Ce n'est pas une bonne période pour les pêcheurs. Déjà touché par des problèmes d'amoindrissement du potentiel poissonneux des océans, les marins subissent désormais la hausse disproportionnée du prix du pétrole. A New York, le baril du brut léger américain a dépassé le 7 novembre la barre des 98 dollars. Le même jour, le Brent de la mer du Nord s'est élevé à 95 dollars. En cause: d'une part la faiblesse du niveau de l'offre par rapport à celui, explosif, de la demande; d'autre part la baisse attendue des reserves américaines; et enfin la faiblesse du dollar face à l'euro, du fait des craintes de ralentissement économique et de la baisse des taux d'intérêts aux Etats-Unis.
En outre, depuis le début de l'année, les marins ne bénéficient plus du mécanisme de compensation du prix du gazole, appelé "fond de prévention aux aléas de la pêche", jugé incompatible avec les règles européennes. Désormais, la consommation de gazole représente, pour un bateau de 20 mètres, 35% du chiffre d'affaires. Résultat, le 2 novembre, le port du Guilvinec, leader français pour la pêche fraîche, a lancé un mouvement de grève qui s'est étendu dans d'autres ports de la Manche et de l'Atlantique, comme Le Croisic, La Turballe, Saint-Gilles-Croix-de-Vie ou les Sables d'Olonne. Le 5, les grévistes bloquent l'accès aux dépôts de pétrole des ports commerciaux de Brest et de Lorient. Le 7, idem à la raffinerie Total de Donges.
Pour répondre à cette agitation, Nicolas Sarkozy s'est présenté le 8 au Guilvinec. Avec, dans ses bagages, trois mesures. Première d'entre elles: la suppression des charges portuaires, soit un coût de 250.000 euros pour le département du Finistère et 250.000 euros pour la chambre de commerce et d'industrie. Deuxièmement: l'exonération des charges patronales et sociales "pendant le temps nécessaire". Une décision qui, au départ, n'avait pas rééllement convaincue les pêcheurs: d'après leurs comptables, le gain serait davantage important pour les petits consommateurs de carburant que pour les grands: douze centimes pour les fileyeurs contre quatre pour les gros chalutiers. Enfin, alors que Robert Bougéon, président du comité local des pêches du Guilvinec s'était insurgé le 2: "Au dessus de 40 centimes d'euros le baril on ne suit plus", le président de la République annonce une indemnisation du surcoût du gazole au-delà de 0,30 euros le litre.
En outre, Nicolas Sarkozy, à l'image de la prime à la casse qu'il prône pour les véhicules, a déclaré qu'il ne "veut pas donner de l'argent pour sortir des bateaux de la flotte française", mais "qu'on investisse pour que les bateaux consomment moins et pour être plus compétitifs". Quant à une baisse de la TIPP (taxes intérieures sur les produits pétroliers), elle a été exclue par Eric Woerth, ministre du Budget, qui a rappelé que c'est une "partie des recettes de l'Etat" (6 à 7%).

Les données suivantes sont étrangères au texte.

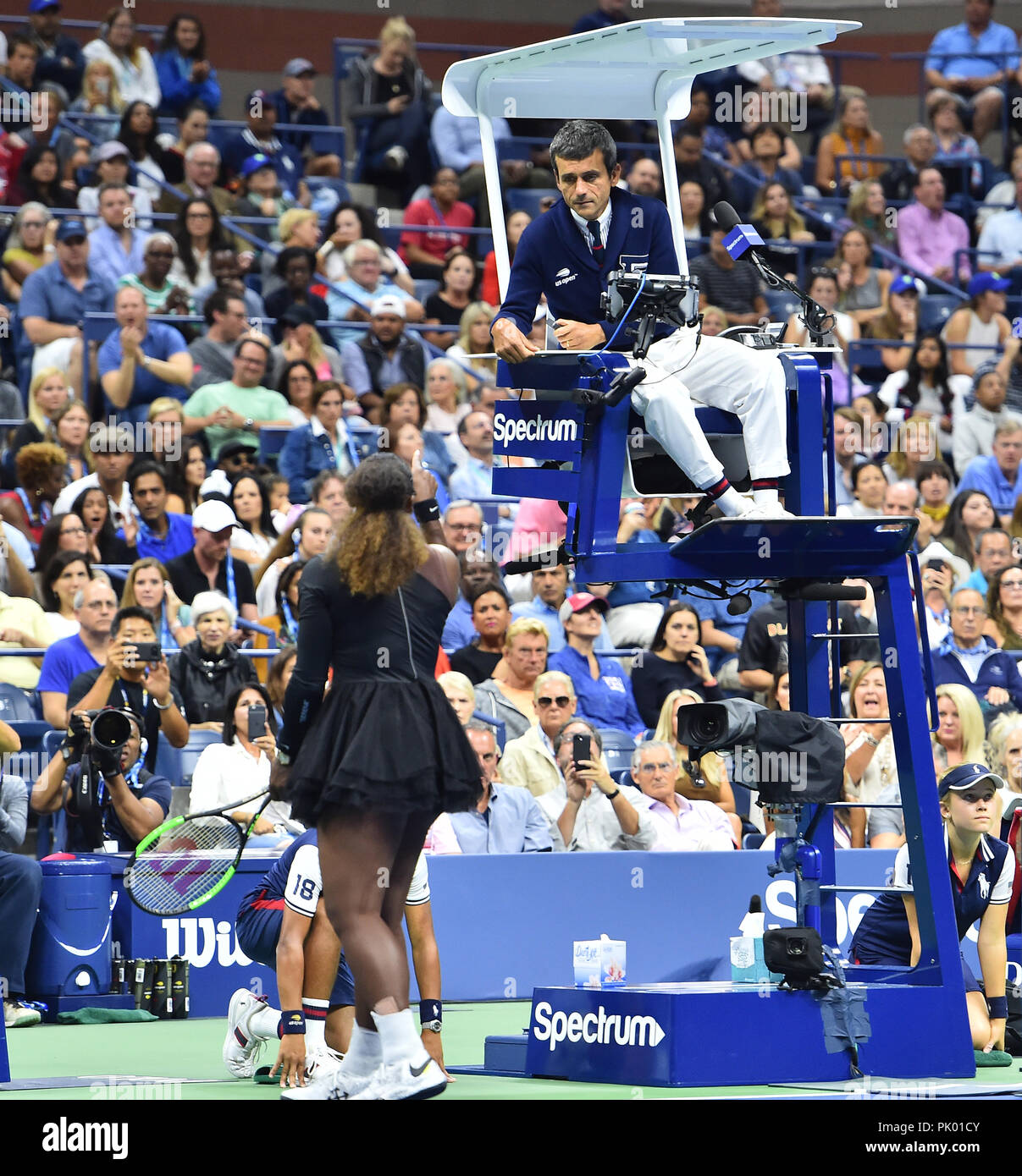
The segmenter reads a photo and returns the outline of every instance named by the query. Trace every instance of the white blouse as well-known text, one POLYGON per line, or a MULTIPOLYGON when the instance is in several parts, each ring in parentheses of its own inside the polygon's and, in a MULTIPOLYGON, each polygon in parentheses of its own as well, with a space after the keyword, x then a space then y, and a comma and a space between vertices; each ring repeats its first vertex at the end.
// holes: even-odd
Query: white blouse
POLYGON ((54 641, 60 641, 62 637, 73 637, 81 628, 81 624, 73 616, 68 620, 66 616, 61 616, 60 613, 47 613, 46 620, 49 621, 49 628, 53 629, 54 641))
MULTIPOLYGON (((259 759, 250 755, 235 739, 230 746, 211 743, 195 764, 192 775, 192 793, 188 808, 192 813, 238 804, 259 789, 270 788, 270 759, 259 753, 259 759)), ((256 811, 259 803, 251 804, 256 811)), ((271 801, 263 815, 274 824, 285 826, 291 833, 301 833, 304 826, 291 820, 291 806, 284 801, 271 801)))
POLYGON ((94 41, 82 46, 81 55, 85 58, 86 65, 93 61, 105 61, 113 69, 117 88, 120 91, 125 106, 135 101, 147 102, 153 108, 153 114, 157 113, 157 107, 160 105, 160 81, 148 49, 139 48, 139 64, 135 66, 131 58, 122 58, 114 53, 110 45, 98 36, 94 41))

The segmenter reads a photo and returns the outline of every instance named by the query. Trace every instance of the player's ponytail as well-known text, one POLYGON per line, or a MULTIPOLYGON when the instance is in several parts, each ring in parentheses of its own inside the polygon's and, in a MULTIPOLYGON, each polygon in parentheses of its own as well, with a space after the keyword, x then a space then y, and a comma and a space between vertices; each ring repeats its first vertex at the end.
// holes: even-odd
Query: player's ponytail
POLYGON ((337 566, 347 587, 361 596, 383 596, 425 563, 426 543, 407 513, 412 474, 393 454, 373 454, 347 479, 353 507, 341 526, 337 566))

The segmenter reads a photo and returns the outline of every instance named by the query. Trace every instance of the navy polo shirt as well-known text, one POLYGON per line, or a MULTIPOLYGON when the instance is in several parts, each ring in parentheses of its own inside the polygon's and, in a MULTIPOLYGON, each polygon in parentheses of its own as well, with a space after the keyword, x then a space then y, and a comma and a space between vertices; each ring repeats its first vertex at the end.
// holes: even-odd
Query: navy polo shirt
MULTIPOLYGON (((168 360, 172 355, 187 352, 188 345, 177 327, 171 327, 166 322, 148 322, 146 336, 141 341, 141 349, 150 359, 168 360)), ((114 327, 99 348, 98 363, 100 380, 108 372, 117 372, 122 359, 120 327, 114 327)), ((128 408, 137 408, 139 405, 151 405, 154 400, 159 400, 160 396, 173 396, 174 400, 185 401, 190 395, 190 389, 184 388, 181 385, 166 383, 164 380, 158 380, 152 372, 146 370, 140 365, 135 365, 135 382, 132 388, 128 408)), ((106 401, 106 406, 108 410, 114 410, 110 401, 106 401)))
MULTIPOLYGON (((167 566, 170 560, 175 560, 179 555, 191 552, 195 546, 195 534, 192 530, 192 516, 179 515, 167 512, 167 534, 160 539, 154 532, 139 520, 139 536, 135 540, 135 548, 139 559, 144 560, 153 556, 167 566)), ((117 533, 118 539, 124 539, 124 529, 117 533)))
MULTIPOLYGON (((955 873, 944 829, 944 853, 951 876, 951 898, 955 903, 955 923, 958 938, 982 918, 988 907, 1003 906, 1011 897, 1015 878, 1015 858, 1010 847, 996 837, 981 836, 973 858, 973 868, 964 882, 955 873)), ((895 858, 892 886, 902 890, 911 888, 909 847, 902 846, 895 858)), ((911 961, 912 937, 905 906, 898 894, 882 894, 862 916, 862 922, 851 941, 849 955, 860 963, 904 963, 911 961)))
POLYGON ((21 303, 18 308, 21 321, 46 319, 65 327, 78 326, 86 312, 113 309, 114 288, 92 270, 85 286, 75 289, 64 276, 59 261, 51 261, 25 279, 21 287, 21 303))

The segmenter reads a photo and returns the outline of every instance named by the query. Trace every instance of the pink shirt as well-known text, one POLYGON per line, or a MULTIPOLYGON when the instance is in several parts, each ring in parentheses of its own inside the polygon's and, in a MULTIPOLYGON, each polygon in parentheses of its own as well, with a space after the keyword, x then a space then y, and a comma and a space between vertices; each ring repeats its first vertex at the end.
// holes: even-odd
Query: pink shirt
POLYGON ((655 801, 645 793, 635 795, 629 791, 628 799, 636 808, 648 809, 653 818, 653 826, 657 830, 655 850, 724 850, 735 848, 735 837, 728 814, 709 801, 690 801, 675 794, 678 804, 678 815, 675 816, 666 804, 655 801))
POLYGON ((556 548, 564 540, 568 519, 560 507, 549 499, 522 499, 511 532, 509 560, 530 555, 538 548, 556 548))
MULTIPOLYGON (((405 225, 436 225, 447 228, 471 228, 476 223, 476 213, 470 205, 462 200, 456 200, 453 208, 447 213, 442 213, 439 206, 431 198, 425 200, 413 200, 405 209, 405 225)), ((464 233, 402 233, 400 254, 402 261, 407 263, 409 259, 405 249, 410 245, 417 245, 425 249, 437 261, 443 261, 449 249, 460 245, 463 249, 469 248, 469 238, 464 233)))
MULTIPOLYGON (((898 213, 898 253, 924 274, 940 266, 954 266, 955 252, 969 248, 969 227, 947 208, 931 213, 918 201, 898 213)), ((961 275, 969 276, 969 259, 961 258, 961 275)), ((961 276, 960 275, 960 276, 961 276)))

Sur le port du Guilvinec planait également l'ombre du retour d'un mécanisme de compensation à la hausse du prix du gazole. Alors que les marins pêcheurs réclament qu'il se fasse à partir de la TVA sur le prix du poisson (surtout le poisson d'importation, qui représente 85% de la consommation), le ministre de l'Agriculture et de la Pêche, Michel Barnier, a promis qu'une "mesure legislative" sera prise avant la fin de l'année. Seulement, pour la Commission Européenne, ce mécanisme s'apparente à une aide d'Etat "illégale", du point de vue européen. La porte-parole de la commission chargée des dossiers de la pêche, Mireille Thom, a affirmé que ce type d'aide n'est possible que "dans le cadre de plan de sauvetage et de restructuration des entreprises en difficulté". Elle a en outre déclaré que le meilleur moyen de répondre à ce problème "n'est pas de donner des subventions mais de s'attaquer aux problèmes de fond", ce qui passe, selon elle, par une "restructuration du secteur de la pêche".
Les pêcheurs se sont finalement montrés satisfaits des propositions de Nicolas Sarkozy et de Michel Barnier. Le lendemain, en effet, les pêcheurs du port du Guilvinec ont repris la barre, en attendant la concrétisation de ces promesses. Si elles ne répondent pas à long terme sur la crise du milieu de la pêche et si elles butent sur la rigueur des règles européennes, elles ont au moins la mérite de sortir pour quelques temps la tête de la pêche française hors de l'eau.